Au premier trimestre 2025, les spécialistes ont enregistré une progression de chiffre d’affaires de 5,34 %. Ceux-ci ont à la fois augmenté leur trafic (+3,09 % de tickets en plus au premier trimestre 2025 par rapport à la même période l’année précédente) et le panier moyen, de l’ordre de +2,25 %. Pour les enseignes les plus performantes, les hausses de chiffre d’affaires, qui s’accompagnent de hausses des volumes vendus, sont de +6,8 % chez Biocoop, +7,1 % chez Satoriz, +6,8 % chez Naturalia, et de +9 % chez Bio c’bon.
L’ultra frais en tête chez les spécialisés, les viandes en difficulté
En ce milieu d’année 2025, il est donc crucial de distinguer la situation chez les spécialistes du bio, qui témoignent d’une progression dans certains rayons, de celle vécue en GMS, où la reprise n’a pas encore eu lieu.
Chez les spécialistes, le rayon de l’ultra frais, essentiellement représenté par les produits laitiers, aux prix accessibles, est celui qui affiche les meilleurs résultats sur le premier semestre 2025. Il est suivi des fruits et légumes, souvent proposés à un meilleur tarif qu’en GMS. L’épicerie sucrée bio a affiché un recul en volumes, malgré une progression de chiffre d’affaires due à l’effet d’inflation (+ 4 %). L’épicerie salée a présenté un bon équilibre entre volumes et CA (+4 % dans les deux cas). Une réussite qui s’explique par des innovations dynamiques sur cette catégorie de produits, ainsi qu’une baisse de prix de certaines références comme l’huile d’olive.

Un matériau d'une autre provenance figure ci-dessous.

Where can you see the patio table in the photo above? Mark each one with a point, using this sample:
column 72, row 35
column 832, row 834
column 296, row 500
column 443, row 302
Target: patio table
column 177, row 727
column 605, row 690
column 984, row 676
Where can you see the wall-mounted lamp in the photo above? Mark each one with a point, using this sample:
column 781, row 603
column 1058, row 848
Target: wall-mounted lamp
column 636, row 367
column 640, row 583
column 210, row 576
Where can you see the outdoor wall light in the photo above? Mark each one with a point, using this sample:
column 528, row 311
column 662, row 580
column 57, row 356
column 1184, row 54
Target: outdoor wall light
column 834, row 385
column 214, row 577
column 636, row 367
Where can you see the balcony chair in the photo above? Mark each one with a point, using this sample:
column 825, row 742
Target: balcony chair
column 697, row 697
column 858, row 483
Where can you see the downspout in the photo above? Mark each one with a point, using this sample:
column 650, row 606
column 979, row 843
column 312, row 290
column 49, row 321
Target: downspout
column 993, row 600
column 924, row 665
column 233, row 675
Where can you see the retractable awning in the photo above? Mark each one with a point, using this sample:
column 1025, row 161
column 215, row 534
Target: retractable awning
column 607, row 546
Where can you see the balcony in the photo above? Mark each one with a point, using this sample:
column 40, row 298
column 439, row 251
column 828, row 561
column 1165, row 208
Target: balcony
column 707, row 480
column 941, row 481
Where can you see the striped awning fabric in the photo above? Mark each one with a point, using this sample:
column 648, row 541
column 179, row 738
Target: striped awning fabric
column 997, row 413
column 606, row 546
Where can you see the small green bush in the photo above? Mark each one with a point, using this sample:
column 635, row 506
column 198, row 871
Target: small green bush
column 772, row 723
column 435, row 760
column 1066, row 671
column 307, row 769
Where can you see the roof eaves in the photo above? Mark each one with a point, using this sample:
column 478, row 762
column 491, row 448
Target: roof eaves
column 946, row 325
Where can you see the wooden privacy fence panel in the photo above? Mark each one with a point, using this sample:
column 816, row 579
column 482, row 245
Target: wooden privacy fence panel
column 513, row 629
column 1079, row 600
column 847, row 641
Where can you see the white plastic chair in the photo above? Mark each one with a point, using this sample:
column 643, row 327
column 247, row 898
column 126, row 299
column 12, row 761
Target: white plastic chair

En GMS, la majeure partie des rayons bio affichait une baisse des ventes au premier trimestre 2025 par rapport à la même période en 2024 d’après Circana et l’Agence Bio. Dans le détail, les ventes de viande bio y ont reculé de 3 % en volume et de 0,5 % en chiffre d’affaires, poursuivant une tendance baissière amorcée en 2021. Même constat du côté des produits laitiers (cf. tableau ci-après) et des légumes bio, avec pour ces derniers une baisse de 1,9 % des achats selon le panel Kantar. L’exception réside donc dans les œufs, qui ont vu leurs ventes progresser significativement au premier trimestre en GMS.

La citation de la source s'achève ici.